Is there some standard, better syntax for a routine which reads a file line by line to the end, and returns the result of line-by-line processing?
As Damien Pollet says, your sampler_string function compiles fine (and runs correctly) on my machine as well, ocaml v3.12.0. However, I'll answer your questions:
You can specify types on your functions/values using the : operator. For example, here's your function with it's types annotated. You'll notice that the return type is put at the very end of the function declaration.
let rec sampler_string (file : in_channel) (string_so_far : string) : string = ...
I do not know if there's a better way of reading a file, line-by-line. It certainly is a pain to be forced to deal with an end-of-file via exception. Here's a blog post on the subject, though the function presented there is of reading a file into a list of lines. Another mailing list version.
A couple of nitpicks:
You don't need to use ;; to separate function/value definitions, ocamlc can figure it out from whitespace.
You should close your file sockets.
String.sub will throw an exception if your file has a line with less than 2 characters.
A major point of style is avoiding recursive calls inside an exception handler. Such calls are not in tail position, so you will blow the stack with a sufficiently large file. Use this pattern instead:
let rec sampler_string file string_so_far =
match try Some (input_line file) with End_of_file -> None with
| Some line ->
let first_two_letters = String.sub line 0 2 in
sampler_string file (string_so_far ^ first_two_letters)
| None -> string_so_far
Of course a better functional strategy is to abstract away the recursive schema:
let rec fold_left_lines f e inch =
match try Some (input_line inch) with End_of_file -> None with
| Some line -> fold_left_lines f (f e line) inch
| None -> e
since "doing things with the lines of a file" is a generally useful operation in and of itself (counting lines, counting words, finding the longest line, parsing, etc. are all particular instances of this schema). Then your function is:
let sampler_string file string_so_far =
fold_left_lines (fun string_so_far line ->
let first_two_letters = String.sub line 0 2 in
string_so_far ^ first_two_letters)
string_so_far file
As Matias pointed out, it's first important to move the recursive call outside the try/with expression so it can be tail-call optimized.

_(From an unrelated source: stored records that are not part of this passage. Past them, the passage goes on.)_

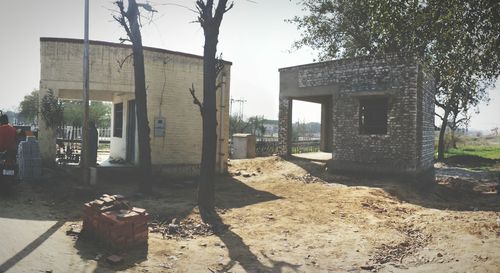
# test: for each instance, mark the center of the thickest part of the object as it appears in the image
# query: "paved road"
(38, 246)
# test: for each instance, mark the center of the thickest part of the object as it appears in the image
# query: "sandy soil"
(293, 216)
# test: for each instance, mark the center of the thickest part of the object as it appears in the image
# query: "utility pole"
(241, 103)
(85, 133)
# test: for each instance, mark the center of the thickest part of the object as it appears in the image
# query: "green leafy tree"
(28, 108)
(257, 125)
(458, 41)
(51, 110)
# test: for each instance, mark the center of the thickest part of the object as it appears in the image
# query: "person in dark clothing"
(93, 144)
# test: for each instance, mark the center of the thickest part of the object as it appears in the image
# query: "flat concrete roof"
(104, 43)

However, there is a semi-standard solution for this: use Batteries Included. Batteries provides an abstraction, Enums, of the concept of iterating over something. Its IO infrastructure then provides the BatIO.lines_of function, which returns an enumeration of the lines of a file. So your whole function can become this:
fold (fun s line -> s ^ String.sub line 0 2) "" (BatIO.lines_of file)
The enum will automatically close the file when it is exhausted or garbage collected.
The code can be made more efficient (avoiding the repeated concatenation) with a buffer:
let buf = Buffer.create 2048 in
let () = iter (fun line -> Buffer.add_string buf (String.sub line 0 2))
(BatIO.lines_of file) in
Buffer.contents buf
Basically: Batteries can save you a lot of time and effort in code like this.